S.7179 (Valesky) would allow a prosecutor to obtain medical records, without a privilege waiver, with a subpoena, endorsed by the court, based upon indications that the patient suffers from a mental disability and has been a victim of a crime.
S.7177 (Sen. Patrick Gallivan, R-Elma) denies the defense of obtained consent to an alleged abuser, where such consent was garnered from a person who the accused knew or had reason to know was mentally disabled.
S.7187 (Sen.

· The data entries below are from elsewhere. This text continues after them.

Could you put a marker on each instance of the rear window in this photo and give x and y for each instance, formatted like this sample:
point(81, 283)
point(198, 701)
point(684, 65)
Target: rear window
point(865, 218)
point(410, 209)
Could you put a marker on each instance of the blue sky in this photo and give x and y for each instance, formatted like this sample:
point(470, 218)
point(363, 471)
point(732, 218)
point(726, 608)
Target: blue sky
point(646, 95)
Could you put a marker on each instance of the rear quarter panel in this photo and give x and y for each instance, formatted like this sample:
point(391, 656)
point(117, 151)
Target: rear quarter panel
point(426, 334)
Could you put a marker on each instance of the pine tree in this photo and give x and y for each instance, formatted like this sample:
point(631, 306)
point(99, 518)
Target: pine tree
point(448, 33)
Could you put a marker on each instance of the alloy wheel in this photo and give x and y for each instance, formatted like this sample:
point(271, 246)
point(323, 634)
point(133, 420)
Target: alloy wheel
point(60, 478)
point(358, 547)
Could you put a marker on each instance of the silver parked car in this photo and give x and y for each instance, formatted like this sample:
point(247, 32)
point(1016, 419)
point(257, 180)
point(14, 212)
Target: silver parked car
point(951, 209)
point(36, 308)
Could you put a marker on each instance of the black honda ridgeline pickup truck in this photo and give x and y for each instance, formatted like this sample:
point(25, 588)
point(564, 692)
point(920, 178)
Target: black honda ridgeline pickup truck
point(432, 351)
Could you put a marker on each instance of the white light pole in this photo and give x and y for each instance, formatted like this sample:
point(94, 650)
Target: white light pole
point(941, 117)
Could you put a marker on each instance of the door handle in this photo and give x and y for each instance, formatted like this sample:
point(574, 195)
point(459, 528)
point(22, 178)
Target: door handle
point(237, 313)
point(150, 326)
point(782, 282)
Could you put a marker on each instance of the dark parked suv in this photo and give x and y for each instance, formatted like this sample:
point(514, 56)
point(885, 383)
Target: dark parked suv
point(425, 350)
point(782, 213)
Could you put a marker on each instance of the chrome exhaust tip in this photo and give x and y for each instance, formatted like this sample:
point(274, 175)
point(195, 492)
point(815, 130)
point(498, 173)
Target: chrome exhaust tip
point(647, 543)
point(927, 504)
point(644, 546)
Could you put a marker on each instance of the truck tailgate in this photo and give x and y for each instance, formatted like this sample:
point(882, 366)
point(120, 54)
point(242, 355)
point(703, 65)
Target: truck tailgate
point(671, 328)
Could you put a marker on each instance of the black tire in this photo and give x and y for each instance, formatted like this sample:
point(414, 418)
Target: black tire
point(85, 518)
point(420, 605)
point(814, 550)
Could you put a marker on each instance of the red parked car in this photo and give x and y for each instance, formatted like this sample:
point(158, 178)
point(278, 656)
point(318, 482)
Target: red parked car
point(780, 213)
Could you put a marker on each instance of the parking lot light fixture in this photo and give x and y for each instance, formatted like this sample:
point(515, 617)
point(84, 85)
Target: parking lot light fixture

Michael Nozzolio, R-Fayette) amends the penal law to explicitly state that in a prosecution for larceny by false promise, (in other words, the taking of another’s property or goods for his or herself by cajoling), a reasonable jury may come to a guilty verdict based on partial but convincing evidence that larceny was committed.
S.2951 (Valesky) broadens the definition of “caregiver” to describe a person who voluntarily, or otherwise by operation of law, (such as an appointed guardian or power of attorney) takes responsibility for an elderly person, so that they could be tried under the “endangering the welfare of a vulnerable elderly person” law.
S.7188 (Nozzolio) would grant a caregiver, with the consent of the prosecutor, the right to accompany a vulnerable elderly person who is testifying in front of a grand jury.
S.7178 (Gallivan) allows for the preservation of testimony of witnesses aged 75 or older.